Este drama, cuyo eje es la corrupción y la desinformación, nos estimula a enunciar con morbo, evangelizados por un voyeurismo electrónico que pasa por ``la realidad'' o, mejor, por la hiperrealidad. Lo que en un principio fue un valioso análisis psicológico de los actores se transforma en la exposición de la suerte de personajes viles en un sistema movido por fuerzas oscuras. Ese maniqueísmo es exhibido de manera íntegra al televidente, al que no le importa saber quien mató a quien sino cómo lo mató. Esto pasó con el programa de Lilly Téllez, que además, calculadora, se guardó su última carta. La irrupción de la obscenidad es un registro que alguna vez perteneció a la pornografía, cuya exclusividad hoy disputan los programas informativos de la televisión. Jean Baudrillard lo vio con exactitud: ``El único fantasma en juego en el porno, si es que hay uno, no es el sexo, sino el de lo real, y su absorción en otra cosa distinta de lo real, en lo hiperreal. El voyeurismo del porno no es un voyeurismo sexual, sino un voyeurismo de la representación y de su pérdida, un vértigo de pérdida de la escena y de la irrupción de lo obscuro.''

Para ejemplificar lo anterior no hace falta sino haber visto casi completo este programa especial. Lilly Téllez, que ya había anunciado que el programa no era apto para menores, presenta la grabación de la tortura a Miguel Aguilar Treviño, asesino confeso del que fuera secretario general del PRI. No acabamos de escuchar la dulce voz de los victimarios de la pgr, cuando aparecen las fotos en la morgue del hermano suicida en New Jersey.

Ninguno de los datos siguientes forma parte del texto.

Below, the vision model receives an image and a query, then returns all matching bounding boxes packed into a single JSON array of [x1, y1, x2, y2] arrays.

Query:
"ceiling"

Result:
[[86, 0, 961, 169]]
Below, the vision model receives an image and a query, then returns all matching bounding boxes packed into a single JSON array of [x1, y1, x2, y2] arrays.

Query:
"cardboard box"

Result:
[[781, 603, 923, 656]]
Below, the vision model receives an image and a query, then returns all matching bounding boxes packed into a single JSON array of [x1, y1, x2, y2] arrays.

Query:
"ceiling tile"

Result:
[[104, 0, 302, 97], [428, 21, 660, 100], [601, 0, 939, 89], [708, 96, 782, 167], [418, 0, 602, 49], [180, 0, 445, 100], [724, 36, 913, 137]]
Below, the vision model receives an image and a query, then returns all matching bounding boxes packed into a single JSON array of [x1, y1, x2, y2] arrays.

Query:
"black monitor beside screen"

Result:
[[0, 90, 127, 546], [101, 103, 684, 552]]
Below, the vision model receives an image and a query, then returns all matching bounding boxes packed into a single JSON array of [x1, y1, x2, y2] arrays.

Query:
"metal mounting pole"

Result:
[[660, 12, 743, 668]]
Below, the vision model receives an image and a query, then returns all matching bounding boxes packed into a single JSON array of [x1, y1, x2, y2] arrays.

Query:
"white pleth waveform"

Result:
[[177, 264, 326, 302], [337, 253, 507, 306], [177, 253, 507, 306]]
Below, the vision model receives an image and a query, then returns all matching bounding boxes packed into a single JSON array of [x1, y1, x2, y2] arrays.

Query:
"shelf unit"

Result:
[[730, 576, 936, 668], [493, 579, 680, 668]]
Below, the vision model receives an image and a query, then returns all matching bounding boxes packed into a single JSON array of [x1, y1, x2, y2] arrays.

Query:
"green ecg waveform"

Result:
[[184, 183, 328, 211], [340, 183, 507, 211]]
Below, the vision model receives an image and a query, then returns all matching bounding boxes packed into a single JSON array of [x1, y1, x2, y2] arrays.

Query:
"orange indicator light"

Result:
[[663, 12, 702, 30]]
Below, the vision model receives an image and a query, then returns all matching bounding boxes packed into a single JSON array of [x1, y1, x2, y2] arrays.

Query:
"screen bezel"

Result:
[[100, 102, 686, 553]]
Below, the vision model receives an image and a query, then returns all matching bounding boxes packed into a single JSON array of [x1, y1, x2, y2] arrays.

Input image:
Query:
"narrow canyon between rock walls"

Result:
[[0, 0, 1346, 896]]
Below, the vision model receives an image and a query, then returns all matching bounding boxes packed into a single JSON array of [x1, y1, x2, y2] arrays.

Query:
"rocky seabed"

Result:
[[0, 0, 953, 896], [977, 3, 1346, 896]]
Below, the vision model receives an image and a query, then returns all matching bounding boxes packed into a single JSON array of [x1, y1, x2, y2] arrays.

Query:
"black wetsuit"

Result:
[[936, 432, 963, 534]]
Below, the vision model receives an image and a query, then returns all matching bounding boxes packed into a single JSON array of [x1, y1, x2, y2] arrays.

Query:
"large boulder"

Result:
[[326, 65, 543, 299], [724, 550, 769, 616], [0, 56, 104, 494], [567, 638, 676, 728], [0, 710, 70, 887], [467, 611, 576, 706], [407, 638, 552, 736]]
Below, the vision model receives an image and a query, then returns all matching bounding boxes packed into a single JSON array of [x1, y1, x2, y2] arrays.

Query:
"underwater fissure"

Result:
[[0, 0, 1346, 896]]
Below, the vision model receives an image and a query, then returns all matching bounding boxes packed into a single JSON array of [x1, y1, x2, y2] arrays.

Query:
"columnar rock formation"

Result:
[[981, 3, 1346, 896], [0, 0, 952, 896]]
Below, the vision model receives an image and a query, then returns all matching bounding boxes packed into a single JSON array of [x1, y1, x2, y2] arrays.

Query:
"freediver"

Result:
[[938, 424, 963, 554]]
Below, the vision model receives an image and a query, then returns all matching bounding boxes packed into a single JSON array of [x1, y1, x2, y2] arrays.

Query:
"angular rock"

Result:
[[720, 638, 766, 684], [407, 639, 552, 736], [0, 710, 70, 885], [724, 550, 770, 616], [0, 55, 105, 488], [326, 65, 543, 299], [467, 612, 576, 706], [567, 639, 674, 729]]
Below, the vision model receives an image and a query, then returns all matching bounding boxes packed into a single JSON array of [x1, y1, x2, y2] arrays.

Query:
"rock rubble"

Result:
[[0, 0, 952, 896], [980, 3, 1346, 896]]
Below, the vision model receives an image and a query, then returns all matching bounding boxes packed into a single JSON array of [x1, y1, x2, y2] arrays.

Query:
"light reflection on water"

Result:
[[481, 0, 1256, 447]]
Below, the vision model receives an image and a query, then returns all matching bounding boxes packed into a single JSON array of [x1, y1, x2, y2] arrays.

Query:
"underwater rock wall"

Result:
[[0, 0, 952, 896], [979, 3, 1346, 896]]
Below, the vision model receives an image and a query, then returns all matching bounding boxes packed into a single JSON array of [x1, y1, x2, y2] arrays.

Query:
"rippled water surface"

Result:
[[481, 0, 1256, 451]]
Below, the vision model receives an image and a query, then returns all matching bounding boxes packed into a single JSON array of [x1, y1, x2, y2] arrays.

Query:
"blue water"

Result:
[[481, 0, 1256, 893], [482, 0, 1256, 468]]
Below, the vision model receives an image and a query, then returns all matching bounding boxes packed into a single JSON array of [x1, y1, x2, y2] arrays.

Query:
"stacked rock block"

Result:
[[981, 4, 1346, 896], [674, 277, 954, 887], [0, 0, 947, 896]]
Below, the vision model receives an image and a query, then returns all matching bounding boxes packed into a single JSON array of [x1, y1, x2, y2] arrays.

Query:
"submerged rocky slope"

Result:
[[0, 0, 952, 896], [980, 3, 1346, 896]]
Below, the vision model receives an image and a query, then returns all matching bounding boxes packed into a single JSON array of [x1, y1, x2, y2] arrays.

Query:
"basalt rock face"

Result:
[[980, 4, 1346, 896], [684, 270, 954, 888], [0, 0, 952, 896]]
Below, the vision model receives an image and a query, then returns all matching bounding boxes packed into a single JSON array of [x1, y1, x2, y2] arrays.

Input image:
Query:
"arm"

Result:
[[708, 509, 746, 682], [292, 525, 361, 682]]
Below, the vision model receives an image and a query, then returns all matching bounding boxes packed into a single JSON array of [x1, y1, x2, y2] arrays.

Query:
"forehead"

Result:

Menos de sesenta minutos bastan para terminar con el reino de la verdad y la realidad. Si en este transmitir confuso hacía falta algo, era la irrupción del morbo. Con tono de seriedad y objetividad alcanzamos el final de la emisión; la realidad quedó disuelta en imágenes que se complementan con el espectador mirón e invisible que ha pasado de un poder a otro sin darse cuenta. Como declaró el subprocurador suicida, los demonios andan sueltos y han triunfado.